An Invaluable Learning Opportunity

Jose Abularach, 24, and his sister Katie, 20, are learning a lot in the class. Both are current SMC students eyeing a pre-nursing major. When they heard about the CNA program through SMC’s Adelante Program, they signed up immediately.   

“Normally this class is very expensive,” Abularach says. “I know—because we’ve been looking at other programs.”

Originally from Guatemala, the siblings live with their parents in Culver City. For Katie, the first day cemented her decision to apply for admission to SMC’s selective nursing program. Jose is still on the fence. For now, he’s an undecided major working fulltime as a Starbucks barista.  

Siblings Jose and Katie Abularach are among the first students in Santa Monica College’s noncredit Certified Nursing Assistant certificate program, which has no enrollment fee associated with it and was launched this fall semester.

Whatever the future holds, Jose is grateful to have this credential under his belt. 

“I will always have these skills,” he says. 

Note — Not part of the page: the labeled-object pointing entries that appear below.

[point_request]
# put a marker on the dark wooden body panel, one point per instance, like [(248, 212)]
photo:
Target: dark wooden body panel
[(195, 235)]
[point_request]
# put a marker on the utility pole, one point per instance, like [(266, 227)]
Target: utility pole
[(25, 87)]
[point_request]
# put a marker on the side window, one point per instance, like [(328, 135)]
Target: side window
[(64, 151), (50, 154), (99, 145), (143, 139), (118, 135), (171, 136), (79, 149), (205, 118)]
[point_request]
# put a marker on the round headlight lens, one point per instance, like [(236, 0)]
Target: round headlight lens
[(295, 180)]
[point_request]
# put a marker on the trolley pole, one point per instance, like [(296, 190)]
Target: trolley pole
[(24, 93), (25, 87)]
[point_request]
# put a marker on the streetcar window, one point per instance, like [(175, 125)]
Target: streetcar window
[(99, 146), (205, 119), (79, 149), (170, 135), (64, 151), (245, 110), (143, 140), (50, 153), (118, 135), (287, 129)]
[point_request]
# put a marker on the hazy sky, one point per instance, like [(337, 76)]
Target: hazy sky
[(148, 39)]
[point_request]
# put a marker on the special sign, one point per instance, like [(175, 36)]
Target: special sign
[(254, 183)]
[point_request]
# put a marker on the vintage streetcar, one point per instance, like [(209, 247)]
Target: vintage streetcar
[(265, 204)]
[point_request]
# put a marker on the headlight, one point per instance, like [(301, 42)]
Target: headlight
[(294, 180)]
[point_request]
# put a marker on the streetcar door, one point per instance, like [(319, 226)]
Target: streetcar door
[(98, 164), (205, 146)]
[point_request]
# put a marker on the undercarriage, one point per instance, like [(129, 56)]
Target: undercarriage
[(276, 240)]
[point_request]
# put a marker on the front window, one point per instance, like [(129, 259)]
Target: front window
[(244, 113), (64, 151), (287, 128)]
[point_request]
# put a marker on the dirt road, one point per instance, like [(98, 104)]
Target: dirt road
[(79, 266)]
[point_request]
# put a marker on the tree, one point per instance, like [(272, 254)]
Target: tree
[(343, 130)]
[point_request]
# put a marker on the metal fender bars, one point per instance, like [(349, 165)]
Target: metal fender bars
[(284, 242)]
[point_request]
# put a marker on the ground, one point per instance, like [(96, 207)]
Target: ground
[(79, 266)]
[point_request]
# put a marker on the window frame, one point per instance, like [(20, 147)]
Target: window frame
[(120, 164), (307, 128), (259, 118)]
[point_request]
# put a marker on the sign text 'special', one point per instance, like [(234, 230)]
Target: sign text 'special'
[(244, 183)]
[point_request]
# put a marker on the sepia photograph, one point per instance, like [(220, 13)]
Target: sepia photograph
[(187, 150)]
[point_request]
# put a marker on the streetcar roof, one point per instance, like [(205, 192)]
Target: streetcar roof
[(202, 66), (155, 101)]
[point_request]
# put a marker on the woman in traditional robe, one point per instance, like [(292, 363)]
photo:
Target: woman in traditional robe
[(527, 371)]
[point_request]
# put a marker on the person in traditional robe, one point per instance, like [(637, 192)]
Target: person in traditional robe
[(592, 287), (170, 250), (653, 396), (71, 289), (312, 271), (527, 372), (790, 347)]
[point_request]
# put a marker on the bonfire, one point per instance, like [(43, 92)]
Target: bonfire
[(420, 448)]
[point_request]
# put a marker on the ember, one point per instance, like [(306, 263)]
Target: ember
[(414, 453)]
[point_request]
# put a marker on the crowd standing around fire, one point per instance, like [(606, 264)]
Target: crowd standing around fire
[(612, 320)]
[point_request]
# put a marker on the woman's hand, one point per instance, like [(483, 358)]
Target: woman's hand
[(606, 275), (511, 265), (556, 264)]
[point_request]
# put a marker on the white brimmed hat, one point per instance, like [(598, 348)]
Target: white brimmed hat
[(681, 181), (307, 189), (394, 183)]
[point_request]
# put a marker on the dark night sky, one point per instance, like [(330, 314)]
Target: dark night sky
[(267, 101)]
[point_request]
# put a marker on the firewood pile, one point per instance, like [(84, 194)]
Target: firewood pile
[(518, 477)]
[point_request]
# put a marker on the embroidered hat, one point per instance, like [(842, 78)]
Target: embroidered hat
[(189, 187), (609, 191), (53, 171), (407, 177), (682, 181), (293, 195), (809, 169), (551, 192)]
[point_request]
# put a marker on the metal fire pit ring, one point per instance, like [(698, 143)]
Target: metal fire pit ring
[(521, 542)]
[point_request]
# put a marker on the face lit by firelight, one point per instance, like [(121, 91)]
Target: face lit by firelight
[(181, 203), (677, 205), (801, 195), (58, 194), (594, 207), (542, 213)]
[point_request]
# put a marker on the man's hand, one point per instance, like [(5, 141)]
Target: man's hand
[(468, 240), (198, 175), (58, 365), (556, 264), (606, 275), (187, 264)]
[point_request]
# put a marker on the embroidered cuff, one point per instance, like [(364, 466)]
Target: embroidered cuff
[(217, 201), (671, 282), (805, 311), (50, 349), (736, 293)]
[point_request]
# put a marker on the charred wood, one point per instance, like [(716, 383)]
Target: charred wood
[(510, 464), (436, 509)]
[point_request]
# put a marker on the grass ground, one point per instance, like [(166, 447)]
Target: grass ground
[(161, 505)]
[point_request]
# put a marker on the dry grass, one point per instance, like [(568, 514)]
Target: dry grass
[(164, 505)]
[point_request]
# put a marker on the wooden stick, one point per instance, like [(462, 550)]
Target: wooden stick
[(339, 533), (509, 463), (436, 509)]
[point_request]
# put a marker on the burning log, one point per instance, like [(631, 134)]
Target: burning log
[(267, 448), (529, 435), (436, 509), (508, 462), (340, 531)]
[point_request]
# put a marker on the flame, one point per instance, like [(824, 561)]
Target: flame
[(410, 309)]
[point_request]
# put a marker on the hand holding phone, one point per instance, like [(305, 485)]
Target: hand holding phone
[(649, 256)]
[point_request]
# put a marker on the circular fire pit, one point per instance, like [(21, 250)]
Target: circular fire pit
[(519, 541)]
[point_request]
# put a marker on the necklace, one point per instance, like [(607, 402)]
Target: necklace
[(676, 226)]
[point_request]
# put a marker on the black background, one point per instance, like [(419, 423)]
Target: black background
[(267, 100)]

Following in her Grandmother’s Foosteps

For Iris Carrillo, 21, SMC’s noncredit CNA certificate came as a godsend. 

Inspired by her grandmother, a nurse back in her native Mexico, Iris dreams of a career in travel nursing. In June, she finished the two-year ADN degree at Cal State Fullerton and is currently applying to BSN programs. Her top choice is Ohio State University, but she’s also looking at schools in Mississippi and Washington. 

Currently, Carrillo works as a board certified behavior analyst for Autism Learning Partners, and she has a second job as an on-site chef for various caterers. To get a jump on GE requirements for her BSN, she’s enrolled in two online courses this fall.

Clearly, she has no free time, but over the summer she started looking into CNA certificate programs. In some states, though not in California, the credential is a requirement for nursing school admission. It’s also a terrific resume booster. The cost and time-commitment, however, were great obstacles.  

“Some other CNA programs I looked at take a year or half a year,” Carrillo says. “I don’t have that much time. And I don’t have thousands of dollars on top of the nursing school tuition I will have to pay.”

The CNA training she’s receiving at SMC is “a crucial part of my education, because it allows me to be a shadow and watch how nurses operate. To eavesdrop. To see what works for them and what works for me.”

For now, that means taking Henry for a ride around the skills lab. 

Rolling the wheelchair back to the bedside, Isaura Gutierrez and Iris Carrillo hold him in a careful two-person hug, lift and pivot his torso, then gently arrange his legs and tip him back into a recumbent position. Using the sheet underneath, they shift him up the bed, lowering his head and arms on surrounding pillows. Draping his form with the blanket, they bid him: “Goodnight.”